This Flight Attendant’s Video Is Proof That People Can Exit a Plane in a Calm and Orderly Fashion
Watching these people perfectly disembark makes you wonder what we've been doing this whole time.
Miracles can happen, even when it comes to disembarking your plane.
A video filmed by flight attendant Louise Vadeboncoeur shows a plane full of passengers mastering the art of exiting an aircraft with both patience and efficiency, CNN reported.
Unless you’re a nervous flier, the worst parts of any flight are usually getting on and off your plane. After a plane has landed, you’re likely to get yourself into a mad dash to the front so you can be off to your next destination before anyone else.
Sadly, this usually leads to a huge pile-up of people shoving past one another, holding up the line, and standing awkwardly in their rows. Vadeboncoeur’s video, which was filmed by her and posted on social media by different accounts, shows that it is actually possible to get off a plane without a massive headache.
According to CNN, the flight in the video was a WestJet charter flight from Fort McMurray in Alberta to Calgary International Airport. All the passengers in the timelapse are apparently frequent flyers, though Vadeboncoeur is still blown away by how organized they were.
“Even though they fly often back and forth, it still doesn't explain how they manage to all know that this would be the perfect way to deplane in a perfect world,” she said to CNN.
Vadeboncoeur, who has 12 years of flight experience, says that most of the time, the crews are not trained in a proper way to deplane. “It's left to the passengers to figure out,” she said to CNN.
Unfortunately, that usually leads to problems and everyone has an opinion on the “right” way to get off a plane.
To Vadeboncoeur, this is the ideal way of disembarking. However, as she said, it relies on the “perfect” situation. It’s important to note that all passengers in the timelapse are experienced flyers, there were no children aboard, and there seemed to be no issues with passenger health, special needs, baggage getting stuck, or plane doors failing to open.

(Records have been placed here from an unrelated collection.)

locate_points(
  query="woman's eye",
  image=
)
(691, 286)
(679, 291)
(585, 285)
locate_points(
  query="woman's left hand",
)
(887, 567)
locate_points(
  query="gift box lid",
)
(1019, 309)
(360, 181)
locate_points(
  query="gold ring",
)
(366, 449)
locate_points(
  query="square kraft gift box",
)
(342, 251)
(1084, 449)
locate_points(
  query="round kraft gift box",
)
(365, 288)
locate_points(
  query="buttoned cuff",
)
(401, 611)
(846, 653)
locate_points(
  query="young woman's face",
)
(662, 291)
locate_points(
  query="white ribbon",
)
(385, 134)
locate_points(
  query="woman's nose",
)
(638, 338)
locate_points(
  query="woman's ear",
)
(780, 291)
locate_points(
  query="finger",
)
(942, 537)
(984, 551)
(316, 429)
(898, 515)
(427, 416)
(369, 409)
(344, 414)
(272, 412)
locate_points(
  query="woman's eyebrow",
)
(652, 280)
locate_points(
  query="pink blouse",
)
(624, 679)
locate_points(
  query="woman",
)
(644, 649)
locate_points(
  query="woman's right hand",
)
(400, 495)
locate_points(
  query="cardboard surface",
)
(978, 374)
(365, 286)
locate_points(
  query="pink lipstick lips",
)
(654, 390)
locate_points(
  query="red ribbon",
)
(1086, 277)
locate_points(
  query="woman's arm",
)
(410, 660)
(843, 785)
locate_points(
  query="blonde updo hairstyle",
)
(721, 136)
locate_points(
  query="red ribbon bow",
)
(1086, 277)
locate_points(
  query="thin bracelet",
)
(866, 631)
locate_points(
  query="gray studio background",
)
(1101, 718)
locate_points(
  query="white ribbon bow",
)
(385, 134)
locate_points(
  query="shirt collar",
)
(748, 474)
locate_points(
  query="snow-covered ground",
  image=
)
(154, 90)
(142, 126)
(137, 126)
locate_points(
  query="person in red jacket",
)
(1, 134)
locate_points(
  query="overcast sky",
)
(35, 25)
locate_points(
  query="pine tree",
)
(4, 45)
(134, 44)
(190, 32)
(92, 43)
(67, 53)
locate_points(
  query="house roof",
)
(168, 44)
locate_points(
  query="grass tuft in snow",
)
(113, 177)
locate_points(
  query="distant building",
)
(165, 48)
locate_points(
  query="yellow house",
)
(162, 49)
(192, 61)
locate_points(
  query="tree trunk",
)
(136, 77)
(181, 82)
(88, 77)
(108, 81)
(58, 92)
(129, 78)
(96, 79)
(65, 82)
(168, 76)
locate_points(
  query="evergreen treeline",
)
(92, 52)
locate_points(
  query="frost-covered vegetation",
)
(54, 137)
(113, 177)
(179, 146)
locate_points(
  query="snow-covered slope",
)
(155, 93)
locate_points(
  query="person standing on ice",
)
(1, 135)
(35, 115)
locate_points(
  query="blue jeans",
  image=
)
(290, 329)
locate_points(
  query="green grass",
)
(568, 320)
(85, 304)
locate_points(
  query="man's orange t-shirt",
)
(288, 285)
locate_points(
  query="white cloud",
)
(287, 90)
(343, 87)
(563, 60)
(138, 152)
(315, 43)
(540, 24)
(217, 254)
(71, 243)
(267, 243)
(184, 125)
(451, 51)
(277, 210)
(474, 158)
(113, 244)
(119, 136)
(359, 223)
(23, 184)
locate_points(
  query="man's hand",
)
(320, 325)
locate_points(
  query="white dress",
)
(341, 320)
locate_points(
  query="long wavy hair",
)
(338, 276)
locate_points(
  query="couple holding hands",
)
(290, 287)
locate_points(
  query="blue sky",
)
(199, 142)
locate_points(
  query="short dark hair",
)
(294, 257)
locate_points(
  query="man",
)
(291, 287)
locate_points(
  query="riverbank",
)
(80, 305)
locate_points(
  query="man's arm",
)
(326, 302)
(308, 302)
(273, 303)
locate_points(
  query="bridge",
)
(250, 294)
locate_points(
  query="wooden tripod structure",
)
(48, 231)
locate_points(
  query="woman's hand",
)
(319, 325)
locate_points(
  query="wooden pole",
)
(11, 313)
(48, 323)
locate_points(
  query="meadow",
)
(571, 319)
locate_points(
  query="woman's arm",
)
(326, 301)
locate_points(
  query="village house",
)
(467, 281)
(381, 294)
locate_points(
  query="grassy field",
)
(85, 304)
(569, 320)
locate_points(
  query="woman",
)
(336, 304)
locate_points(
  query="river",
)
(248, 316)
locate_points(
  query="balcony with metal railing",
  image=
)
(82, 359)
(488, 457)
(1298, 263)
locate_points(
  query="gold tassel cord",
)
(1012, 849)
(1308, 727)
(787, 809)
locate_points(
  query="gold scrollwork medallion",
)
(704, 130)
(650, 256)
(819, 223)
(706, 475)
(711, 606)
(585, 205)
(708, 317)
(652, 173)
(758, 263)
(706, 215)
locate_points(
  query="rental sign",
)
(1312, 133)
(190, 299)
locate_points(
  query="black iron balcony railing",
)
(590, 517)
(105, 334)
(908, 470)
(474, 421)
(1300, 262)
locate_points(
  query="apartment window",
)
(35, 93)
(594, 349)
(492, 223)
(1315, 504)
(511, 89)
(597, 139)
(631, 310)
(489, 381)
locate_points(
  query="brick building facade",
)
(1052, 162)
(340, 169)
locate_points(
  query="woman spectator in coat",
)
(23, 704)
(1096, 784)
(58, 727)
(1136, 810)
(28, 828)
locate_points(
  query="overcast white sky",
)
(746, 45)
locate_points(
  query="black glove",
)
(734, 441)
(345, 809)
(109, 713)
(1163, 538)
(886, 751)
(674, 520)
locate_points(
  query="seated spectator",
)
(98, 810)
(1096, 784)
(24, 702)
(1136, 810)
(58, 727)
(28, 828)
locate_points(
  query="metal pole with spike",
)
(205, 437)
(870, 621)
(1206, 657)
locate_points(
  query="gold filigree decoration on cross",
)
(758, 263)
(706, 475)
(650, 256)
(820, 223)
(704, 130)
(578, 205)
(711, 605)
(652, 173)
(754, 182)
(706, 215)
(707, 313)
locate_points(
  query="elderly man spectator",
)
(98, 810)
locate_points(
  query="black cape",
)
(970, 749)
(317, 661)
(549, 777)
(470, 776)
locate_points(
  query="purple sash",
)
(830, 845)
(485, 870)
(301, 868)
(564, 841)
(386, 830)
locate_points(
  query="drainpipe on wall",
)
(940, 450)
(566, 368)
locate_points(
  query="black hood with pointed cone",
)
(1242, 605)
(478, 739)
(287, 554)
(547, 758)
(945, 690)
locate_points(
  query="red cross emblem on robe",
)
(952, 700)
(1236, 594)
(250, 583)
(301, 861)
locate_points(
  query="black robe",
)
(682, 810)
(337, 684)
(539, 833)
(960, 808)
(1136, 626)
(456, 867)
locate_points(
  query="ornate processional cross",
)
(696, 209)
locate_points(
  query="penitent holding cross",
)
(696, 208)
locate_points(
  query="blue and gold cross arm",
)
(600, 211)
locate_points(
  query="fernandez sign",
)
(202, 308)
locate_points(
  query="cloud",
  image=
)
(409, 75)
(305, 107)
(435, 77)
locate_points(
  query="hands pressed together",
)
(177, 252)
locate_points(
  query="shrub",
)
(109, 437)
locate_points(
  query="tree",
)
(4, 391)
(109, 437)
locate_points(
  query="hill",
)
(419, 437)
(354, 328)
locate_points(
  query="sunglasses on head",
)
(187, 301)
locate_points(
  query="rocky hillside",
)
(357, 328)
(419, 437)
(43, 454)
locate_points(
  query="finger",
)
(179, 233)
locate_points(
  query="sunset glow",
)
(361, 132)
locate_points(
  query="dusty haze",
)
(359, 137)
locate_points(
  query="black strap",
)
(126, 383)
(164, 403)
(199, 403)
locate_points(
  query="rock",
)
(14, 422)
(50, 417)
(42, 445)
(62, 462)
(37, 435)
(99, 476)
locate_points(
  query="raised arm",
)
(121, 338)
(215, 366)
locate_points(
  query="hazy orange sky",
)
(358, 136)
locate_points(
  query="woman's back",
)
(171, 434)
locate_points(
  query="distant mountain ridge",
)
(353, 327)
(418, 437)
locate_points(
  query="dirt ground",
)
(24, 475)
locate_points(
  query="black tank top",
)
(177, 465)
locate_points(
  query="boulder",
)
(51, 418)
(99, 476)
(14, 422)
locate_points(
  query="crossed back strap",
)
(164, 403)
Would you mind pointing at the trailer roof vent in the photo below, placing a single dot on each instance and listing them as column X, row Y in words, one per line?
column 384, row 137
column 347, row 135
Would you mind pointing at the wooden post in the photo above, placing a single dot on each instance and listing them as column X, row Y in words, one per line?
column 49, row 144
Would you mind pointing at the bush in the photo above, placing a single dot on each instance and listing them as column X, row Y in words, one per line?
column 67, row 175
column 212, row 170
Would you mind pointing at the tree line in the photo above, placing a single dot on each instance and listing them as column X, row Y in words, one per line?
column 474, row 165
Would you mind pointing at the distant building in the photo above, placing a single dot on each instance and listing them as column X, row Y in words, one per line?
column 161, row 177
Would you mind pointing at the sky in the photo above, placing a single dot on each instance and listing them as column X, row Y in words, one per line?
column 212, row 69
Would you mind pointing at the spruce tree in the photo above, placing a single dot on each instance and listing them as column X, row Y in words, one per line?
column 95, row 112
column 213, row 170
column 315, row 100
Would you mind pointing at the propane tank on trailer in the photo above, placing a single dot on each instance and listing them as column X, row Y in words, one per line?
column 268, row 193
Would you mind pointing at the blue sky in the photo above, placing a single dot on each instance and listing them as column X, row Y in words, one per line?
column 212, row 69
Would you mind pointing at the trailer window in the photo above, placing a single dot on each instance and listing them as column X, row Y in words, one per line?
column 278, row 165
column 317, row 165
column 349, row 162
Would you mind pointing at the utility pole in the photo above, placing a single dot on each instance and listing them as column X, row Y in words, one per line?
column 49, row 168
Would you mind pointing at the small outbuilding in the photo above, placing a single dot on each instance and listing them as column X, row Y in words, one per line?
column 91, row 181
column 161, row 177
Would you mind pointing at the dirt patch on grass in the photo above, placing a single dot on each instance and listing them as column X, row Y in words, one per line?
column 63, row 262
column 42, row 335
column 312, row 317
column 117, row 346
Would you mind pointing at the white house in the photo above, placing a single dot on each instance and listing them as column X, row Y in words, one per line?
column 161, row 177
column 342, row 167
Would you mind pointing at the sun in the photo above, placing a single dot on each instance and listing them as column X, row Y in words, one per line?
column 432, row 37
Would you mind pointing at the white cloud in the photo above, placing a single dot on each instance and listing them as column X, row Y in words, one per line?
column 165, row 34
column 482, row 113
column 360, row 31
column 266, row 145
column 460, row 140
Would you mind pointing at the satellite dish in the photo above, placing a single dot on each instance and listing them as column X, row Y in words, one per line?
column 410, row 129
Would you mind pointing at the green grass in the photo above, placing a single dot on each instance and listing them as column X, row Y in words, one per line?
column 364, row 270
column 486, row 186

The neat, row-by-row method may also not really cut down on the time it takes to get off the plane, but it definitely looks more orderly and less stressful.
According to CNN, researchers have been looking into different ways to cut down on that bottleneck effect that happens as people try to get up all at once using computer simulations. Some methods that researchers have figured in these studies include opening both plane doors, an aisle-to-window seat grouping method, and traveling with less or no hand luggage.
Even if these methods are not adopted by airlines, we can all still dream of the day we’re on a flight this organized.